La ciencia, la filosofía y el arte, pasan del monasterio medieval a la Universidad
renacentista. Las ideas y las creencias son examinadas desde distintos ángulos. Las artes
plásticas, constreñidas en medievales límites de austeridad, buscan en el pagano y sensual
neoclasicismo, rebeldes teorías y nuevas técnicas. Pintura y escultura desnudan de nuevo la
figura humana y lanzan la fantasía desbordada hacia originales y audaces metas de
expresión. Y la oportuna invención de la imprenta permite dar la adecuada difusión
universal a los nuevos conocimientos científicos y literarios.

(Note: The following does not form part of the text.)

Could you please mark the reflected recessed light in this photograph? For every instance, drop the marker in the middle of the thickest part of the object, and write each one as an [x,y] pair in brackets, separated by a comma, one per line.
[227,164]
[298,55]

Entre los hechos citados, en el otoño de 1547, ocurre en Alcalá de Henares, un
suceso mínimo y vulgar. La esposa del «zurujano» Rodrigo de Cervantes, vecino de Alcalá,
da a luz su cuarto hijo. Un varón, al que en el bautismo se le pone el nombre de Miguel.
Nada más por ahora. Hace treinta años que ha muerto el gran Cardenal y otros treinta,
desde que habían salido de los tórculos impresores de Alcalá, de los setecientos ejemplares
de la Biblia Políglota Complutense. Por Alcalá, España se incorpora al Renacimiento, esa
fiebre del espíritu, contagiada por un viento que sopla desde las ruinas del mundo clásico,
desde las deterioradas columnas del Partenón. Alcalá en ese momento se conoce en España
por tres cosas: la Universidad Complutense, la Biblia Políglota y las almendras
garapiñadas, confitadas por las monjas de Santa Clara, que los estudiantes compraban
(todavía pueden comprarse hoy) en el torno del viejo convento.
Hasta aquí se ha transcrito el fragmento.